Sonsöz Gazetesi‘nin kurulduğu tarih olan 1999 yılında, dönemin genel yayın yönetmeni Ahmet Siraç Fakirullahoğlu‘nun silahlı saldırıya uğramasının ardından gazeteye gelerek kalkan olan, Fethullahçı oluşumla güçlü kalemini kullanarak savaşan, sahibi olduğu lojisik firmasını kapatarak çeşitli özel kurumlarda yönetici olarak çalışan korkusuz gazeteci Mehmet Göre son yolculuğuna uğurlandı.
Kalemini kırmayan duayen gazeteci bir süredir yaşadığı sağlık sorunlarına yenik düştü.

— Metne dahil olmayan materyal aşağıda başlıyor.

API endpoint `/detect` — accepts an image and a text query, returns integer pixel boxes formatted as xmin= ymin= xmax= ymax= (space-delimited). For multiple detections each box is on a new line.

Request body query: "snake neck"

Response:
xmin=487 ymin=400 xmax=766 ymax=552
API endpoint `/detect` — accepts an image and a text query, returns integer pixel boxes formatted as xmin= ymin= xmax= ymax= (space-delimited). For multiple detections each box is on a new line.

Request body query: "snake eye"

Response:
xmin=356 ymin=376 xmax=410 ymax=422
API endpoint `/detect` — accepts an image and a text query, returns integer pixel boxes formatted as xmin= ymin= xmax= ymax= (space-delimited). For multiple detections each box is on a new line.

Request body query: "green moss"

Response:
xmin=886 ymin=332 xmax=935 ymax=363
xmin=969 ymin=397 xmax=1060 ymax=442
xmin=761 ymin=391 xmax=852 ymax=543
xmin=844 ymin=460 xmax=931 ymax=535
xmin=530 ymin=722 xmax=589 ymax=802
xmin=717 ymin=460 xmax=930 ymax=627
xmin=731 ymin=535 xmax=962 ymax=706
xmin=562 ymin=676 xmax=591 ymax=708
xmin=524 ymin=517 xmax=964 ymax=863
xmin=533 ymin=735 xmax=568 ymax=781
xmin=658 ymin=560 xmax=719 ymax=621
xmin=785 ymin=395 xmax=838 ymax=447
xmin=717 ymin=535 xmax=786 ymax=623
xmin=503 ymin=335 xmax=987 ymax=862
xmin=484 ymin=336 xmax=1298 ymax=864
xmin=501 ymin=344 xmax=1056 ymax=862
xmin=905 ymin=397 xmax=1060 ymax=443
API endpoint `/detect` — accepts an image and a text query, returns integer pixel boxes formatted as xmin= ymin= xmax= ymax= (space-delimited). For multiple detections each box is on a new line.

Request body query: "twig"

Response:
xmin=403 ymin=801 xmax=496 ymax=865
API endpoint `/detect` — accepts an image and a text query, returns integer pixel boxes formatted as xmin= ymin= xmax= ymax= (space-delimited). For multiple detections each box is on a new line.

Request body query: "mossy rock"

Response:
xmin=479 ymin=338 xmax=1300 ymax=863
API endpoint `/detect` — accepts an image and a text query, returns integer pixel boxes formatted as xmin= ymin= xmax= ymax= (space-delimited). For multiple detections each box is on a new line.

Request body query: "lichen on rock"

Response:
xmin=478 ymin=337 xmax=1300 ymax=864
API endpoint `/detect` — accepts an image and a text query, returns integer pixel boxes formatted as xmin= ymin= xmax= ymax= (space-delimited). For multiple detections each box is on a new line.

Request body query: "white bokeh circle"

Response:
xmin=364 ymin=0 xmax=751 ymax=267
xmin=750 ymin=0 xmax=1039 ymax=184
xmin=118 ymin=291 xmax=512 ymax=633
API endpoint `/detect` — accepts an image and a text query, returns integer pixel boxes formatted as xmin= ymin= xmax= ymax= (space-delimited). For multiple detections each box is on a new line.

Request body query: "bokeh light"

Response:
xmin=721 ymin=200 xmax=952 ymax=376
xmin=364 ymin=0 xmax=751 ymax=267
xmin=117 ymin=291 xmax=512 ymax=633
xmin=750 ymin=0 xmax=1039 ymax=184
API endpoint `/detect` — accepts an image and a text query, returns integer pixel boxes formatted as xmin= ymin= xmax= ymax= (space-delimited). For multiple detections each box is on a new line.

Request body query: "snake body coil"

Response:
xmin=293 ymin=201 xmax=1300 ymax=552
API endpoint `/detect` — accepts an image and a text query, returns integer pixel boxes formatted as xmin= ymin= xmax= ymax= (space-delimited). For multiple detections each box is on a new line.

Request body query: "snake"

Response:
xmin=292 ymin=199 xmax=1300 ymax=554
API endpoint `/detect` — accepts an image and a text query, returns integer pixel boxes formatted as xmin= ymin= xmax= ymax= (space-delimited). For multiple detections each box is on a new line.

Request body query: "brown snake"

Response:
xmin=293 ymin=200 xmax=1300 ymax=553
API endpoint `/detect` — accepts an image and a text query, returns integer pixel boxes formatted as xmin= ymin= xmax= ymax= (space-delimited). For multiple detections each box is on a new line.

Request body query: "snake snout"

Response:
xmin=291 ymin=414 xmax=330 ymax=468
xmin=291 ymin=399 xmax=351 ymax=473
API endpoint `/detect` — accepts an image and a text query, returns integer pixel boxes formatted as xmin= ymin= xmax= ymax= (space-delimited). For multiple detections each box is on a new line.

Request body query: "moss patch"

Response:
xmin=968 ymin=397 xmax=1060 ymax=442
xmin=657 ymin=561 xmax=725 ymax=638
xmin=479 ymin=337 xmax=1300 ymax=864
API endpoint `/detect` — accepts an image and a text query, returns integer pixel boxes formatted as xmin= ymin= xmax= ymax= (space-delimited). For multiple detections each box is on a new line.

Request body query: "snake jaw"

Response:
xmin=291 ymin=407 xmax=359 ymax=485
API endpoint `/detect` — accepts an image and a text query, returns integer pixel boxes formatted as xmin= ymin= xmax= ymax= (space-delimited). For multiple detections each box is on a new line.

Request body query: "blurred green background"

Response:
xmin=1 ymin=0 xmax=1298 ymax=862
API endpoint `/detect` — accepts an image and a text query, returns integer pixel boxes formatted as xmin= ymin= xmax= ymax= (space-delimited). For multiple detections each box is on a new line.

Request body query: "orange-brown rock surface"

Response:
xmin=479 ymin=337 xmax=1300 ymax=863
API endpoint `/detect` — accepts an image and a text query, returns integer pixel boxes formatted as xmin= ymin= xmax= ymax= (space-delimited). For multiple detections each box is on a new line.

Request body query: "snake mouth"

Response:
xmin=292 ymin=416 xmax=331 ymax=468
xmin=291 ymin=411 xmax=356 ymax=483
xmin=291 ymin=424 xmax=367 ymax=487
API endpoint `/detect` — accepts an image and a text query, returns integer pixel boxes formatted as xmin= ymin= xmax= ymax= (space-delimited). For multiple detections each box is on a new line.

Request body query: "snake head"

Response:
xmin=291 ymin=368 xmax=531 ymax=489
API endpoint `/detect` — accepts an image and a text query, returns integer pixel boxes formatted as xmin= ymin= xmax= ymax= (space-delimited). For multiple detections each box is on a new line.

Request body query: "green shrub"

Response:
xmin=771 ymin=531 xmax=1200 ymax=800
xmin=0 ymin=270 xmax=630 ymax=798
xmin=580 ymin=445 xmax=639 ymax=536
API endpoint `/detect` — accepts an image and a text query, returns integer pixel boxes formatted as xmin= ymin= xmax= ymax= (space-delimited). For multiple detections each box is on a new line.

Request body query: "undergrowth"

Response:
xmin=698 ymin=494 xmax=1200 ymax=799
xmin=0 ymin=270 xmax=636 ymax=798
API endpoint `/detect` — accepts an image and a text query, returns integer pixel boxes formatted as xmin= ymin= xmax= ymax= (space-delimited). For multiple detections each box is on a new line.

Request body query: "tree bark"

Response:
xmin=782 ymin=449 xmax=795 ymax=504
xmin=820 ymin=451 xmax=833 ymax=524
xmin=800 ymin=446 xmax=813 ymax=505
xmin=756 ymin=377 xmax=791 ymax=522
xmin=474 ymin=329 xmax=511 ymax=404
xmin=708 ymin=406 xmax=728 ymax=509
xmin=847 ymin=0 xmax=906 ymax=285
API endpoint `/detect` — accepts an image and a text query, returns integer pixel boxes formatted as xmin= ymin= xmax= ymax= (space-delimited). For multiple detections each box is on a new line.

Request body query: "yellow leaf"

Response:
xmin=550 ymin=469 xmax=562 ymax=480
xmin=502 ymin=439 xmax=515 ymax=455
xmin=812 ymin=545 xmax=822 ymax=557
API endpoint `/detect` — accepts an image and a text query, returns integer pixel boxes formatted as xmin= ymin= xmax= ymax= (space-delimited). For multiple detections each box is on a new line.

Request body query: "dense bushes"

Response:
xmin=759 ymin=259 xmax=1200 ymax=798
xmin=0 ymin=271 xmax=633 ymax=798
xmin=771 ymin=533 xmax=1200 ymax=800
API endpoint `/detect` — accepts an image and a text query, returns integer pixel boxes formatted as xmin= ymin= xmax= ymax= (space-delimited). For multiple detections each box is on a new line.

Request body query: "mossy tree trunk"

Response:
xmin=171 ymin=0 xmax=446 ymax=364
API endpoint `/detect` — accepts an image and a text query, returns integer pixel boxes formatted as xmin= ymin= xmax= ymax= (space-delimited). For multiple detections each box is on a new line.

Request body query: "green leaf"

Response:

Siyasi, sosyal çalışmaların içinde uzun yıllar yer alan duayen Mehmet Göre, Pendik Sahil Camisi’nde öğle namazını müteakip kılınan cenaze namazının ardından, Orhanlı Mezarlığı’na defnedildi. Gazeteciyi son yolculuğunda eşi, oğlu, torunu başta olmak üzere akrabaları, dostları ve sevenleri yalnız bırakmadı.
1959 doğumlu olan Mehmet Göre, bir çocuk ve bir torun sahibiydi.
Işıklar yoldaşı olsun.
SONSÖZ GAZETESİ
Mehmet GÖRE‘nin Bir Makalesi: SÖZ BİTİNCE, SESSİZLİĞİ DİNLE
(18 Mayıs 2019)
Siyasi yazıdan kaçınayım derken, gelişmeler zorunlu kılıyor. Dün oy alacağını zannedip, PKK’nın yardakçısı HDP’dir ve onunla işbirliği yapıyor diye karşı tarafı suçla, yemeyince yani seçilemeyince dön baba dönelim seçime gidelim söylemiyle HDP’ye yanaş ve PKK’nın lideri faşist Apo’ya kurtar bizi demeye başla.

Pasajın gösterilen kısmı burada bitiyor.